Saturday, October 21, 2006

It's a Math Mystery

Tom Gjelten takes on the Johns Hopkins study tonight. Jacki Lyden sets the table by telling listeners, "The number of Iraqis who have died violently since the US invasion in 2003 remains a mystery." Is that so?

The piece is an interesting case of NPR taking a "sideways" approach to discrediting news that doesn't fit the official story. I say sideways, because Gjelten doesn't assert that the Bush 30,000 or the Iraq Body Count's 49,000 is accurate. In fact he quotes a National Democratic Institute guy who thinks the number is more around the 100,000 figure. Regardless of these partial concessions to reality, notice how Gjelten attacks the respected Johns Hopkins study.

After citing the numbers of dead in the report and the breakdown of dead at the hands of US and "coalition" forces Gjelten says with slow, deliberate emphasis, "This would mean US and foreign troops shooting and killing on average 87 Iraqis each and every day over a three and a half year period" and then, with no pause, a different voiceover comes in "...it doesn’t meet the, you know, the plausabiltity test." Again with no pause Gjelten's voice cuts in to say, "Jeffrey White, a former Defense Intelligence Agency analyst, is among those doubting the Johns Hopkins figure" and then finally with no pause, we are back to White saying, "nothing we know about the war in Iraq looks like that." I will admit that it is a skillful bit of sound editing -- worthy of a DIA employee!
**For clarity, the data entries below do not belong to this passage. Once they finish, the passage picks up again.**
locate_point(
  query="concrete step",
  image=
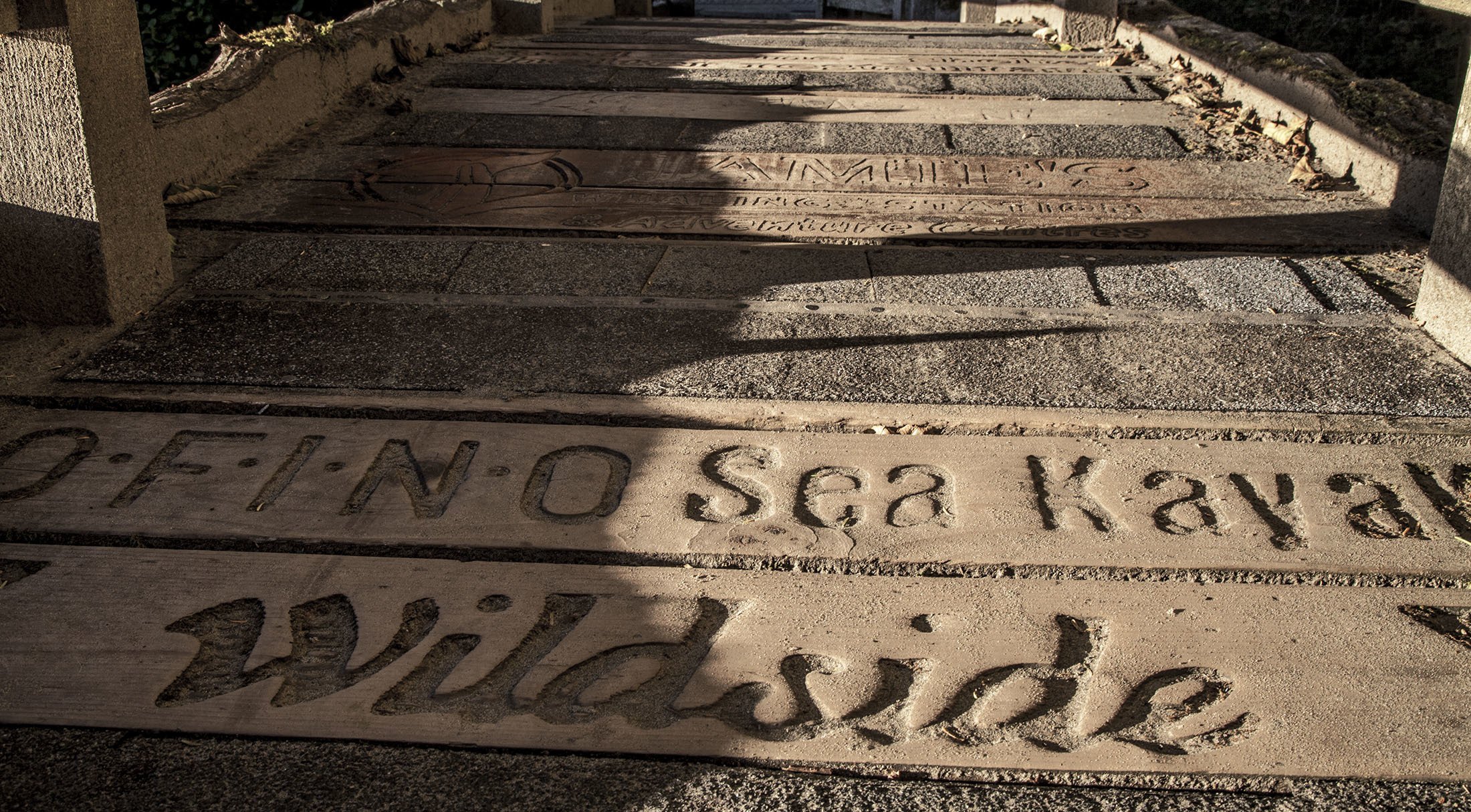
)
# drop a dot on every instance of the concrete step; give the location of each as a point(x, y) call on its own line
point(1111, 283)
point(699, 37)
point(824, 108)
point(788, 352)
point(599, 77)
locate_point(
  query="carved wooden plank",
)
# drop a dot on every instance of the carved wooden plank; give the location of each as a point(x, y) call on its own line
point(824, 215)
point(383, 172)
point(827, 108)
point(1142, 677)
point(814, 62)
point(964, 501)
point(736, 43)
point(804, 25)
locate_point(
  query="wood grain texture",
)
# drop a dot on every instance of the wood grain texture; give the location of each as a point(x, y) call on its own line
point(1226, 678)
point(1045, 62)
point(885, 499)
point(826, 108)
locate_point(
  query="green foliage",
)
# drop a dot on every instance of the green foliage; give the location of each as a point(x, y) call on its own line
point(1377, 39)
point(175, 31)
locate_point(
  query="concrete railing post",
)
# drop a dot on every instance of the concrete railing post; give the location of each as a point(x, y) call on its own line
point(1445, 290)
point(1089, 23)
point(83, 236)
point(523, 17)
point(979, 11)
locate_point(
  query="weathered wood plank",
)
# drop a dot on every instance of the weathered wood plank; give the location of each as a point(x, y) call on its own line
point(814, 62)
point(477, 171)
point(1283, 224)
point(734, 45)
point(962, 501)
point(817, 108)
point(1149, 677)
Later in the report Gjelten states "Some researchers have criticized the Johns Hopkins surveyors for not using a large enough sample or taking sufficient steps to insure that it was representative of the entire Iraqi population." I'd like to know exactly who these "researchers" are and what agencies they work for.

It's interesting because I did a little of my own math and found that the average of 87 Iraqis killed "each and every day" is not so hard to accept (though it is hard to stomach.) Based on the war and occupation of Iraq lasting 3.5 years I found that the US figure of about 25,000 troops wounded and killed comes out to an average of about 20 US troops killed or seriously wounded every single day. As Left I on the News has noted the typical US response to an attack has been to unleash overwhelming deadly force, a 4:1 ratio of killing seems within reason.

Perhaps what NPR finds really implausible is that our government and its military would slaughter so many people. Maybe they think our country is just too noble and peaceful to do such things. But I did another little bit of depressing math. I calculated the Vietnam War to last 10 years (3650 days) with a death toll of 2 million Vietnamese killed (a conservative estimate) and came up with the figure of 548 humans killed "each and every single day" by the Americans. My conclusion is that 87 killed a day in Iraq by the US meets the "plausibility test" in spite of what Pentagon apologist Jeffery White and NPR wants us to believe.

1 comment:

Anonymous said...

Yeah, again NPR takes the lazy way out and just pulls a couple of talking heads out of the golden Rolodex who basically just pound on the table and say that Lancet estimate just CAN'T be right. The study authors suggested an easy way to confirm their estimate: go to a dozen villages across Iraq and ask the graveyard keepers. They keep records. Ask them how many burials they handled per month in 2002, and how many per month since the war began. The ratio should be about 4 to 1 if their study is correct. The illegal invasion is responsible for the excess deaths, whether or not they were violent. Will NPR undertake anything like such real reporting? Bwahahahaha!